Secondly, the Global Compact calls upon companies to take a stand on human rights, labor rights, and the environment. Although necessary and welcome, a declaration in support of the principles is not sufficient. That is why we do not publicly identify companies simply for registering their intent. Concrete action is required and those measures must be open to public scrutiny.
More than 44 participating companies have both registered their commitment to the principles and provided a public submission to the Learning Forum during its experimental pilot phase. (This was reviewed and reported on at an international conference in London and described in detail on our website.) These companies have fulfilled our two requirements for participation in the Global Compact and have been publicly identified on our Web site since 7 January, 2002. This information was available on our website well before the publication of your recent letter and report. We would urge you to check your facts more diligently in the future.
Thirdly, with regard to the UN logo, we have strict guidelines on its use that we make clear to all seeking to use it. We have no control, however, over an image of a decomposed globe, which is not copyright protected.

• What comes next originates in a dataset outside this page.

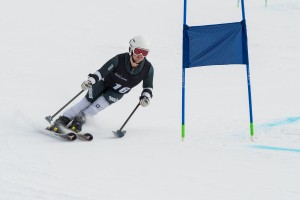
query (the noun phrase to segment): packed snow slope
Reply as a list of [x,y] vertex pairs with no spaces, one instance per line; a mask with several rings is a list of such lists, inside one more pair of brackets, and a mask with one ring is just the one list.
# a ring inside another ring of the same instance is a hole
[[[300,199],[300,2],[245,8],[254,141],[243,65],[186,70],[182,141],[183,1],[1,0],[0,200]],[[236,0],[188,0],[190,26],[241,19]],[[154,97],[126,136],[112,131],[141,85],[89,119],[92,142],[46,135],[44,117],[138,34],[151,39]]]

Fourthly, we feel that the pilot phase was both illuminating and useful, we would be the first to acknowledge the challenges of establishing a global learning forum. It is an ambitious enterprise and a new one for our small office, which relies on a handful of staff to manage our global operations in over 30 countries. In the course of the pilot phase we have grappled with differences in sectors, industries, language, culture and the capacities of small and medium sized companies, especially from developing countries. We have studied the process of preparing case studies and simplified our approach to prompt a larger volume of submissions from participating Compact companies. We have consulted labour and civil society organizations and academic experts from several countries and featured some of their commentary on our Web site, such as the instructive note on business analysis and methodology composed by Professor Richard Locke of MIT. These efforts are continuing and we are confident that over time this approach will bring about significant changes. Beyond the Learning Forum, we are reinforcing our capacities to expand our policy dialogues, which have proven widely popular, and most recently have focused on business in zones of conflict.
All of these measures are undertaken with the knowledge that the Global Compact is just one of many movements in the burgeoning realm of corporate citizenship. The Compact in no way supplants or seeks to be a substitute for other approaches, including government backed regulatory regimes or other mechanisms of corporate governance and monitoring. Our partnership arrangement with the Global Reporting Initiative illustrates our commitment to the compatibility of the Compact with other innovative efforts to address similar challenges.
The Compact is continuously evolving. It is an ambitious initiative that relies on goodwill and sincere action. We encourage constructive engagement and look forward to the positive contributions CorpWatch can make to this process.
In the meantime, we would request that you post this response on your website as we will post it on ours. We would also be happy to help with further information to avoid unintended inaccuracies and promote clearer understanding in the future.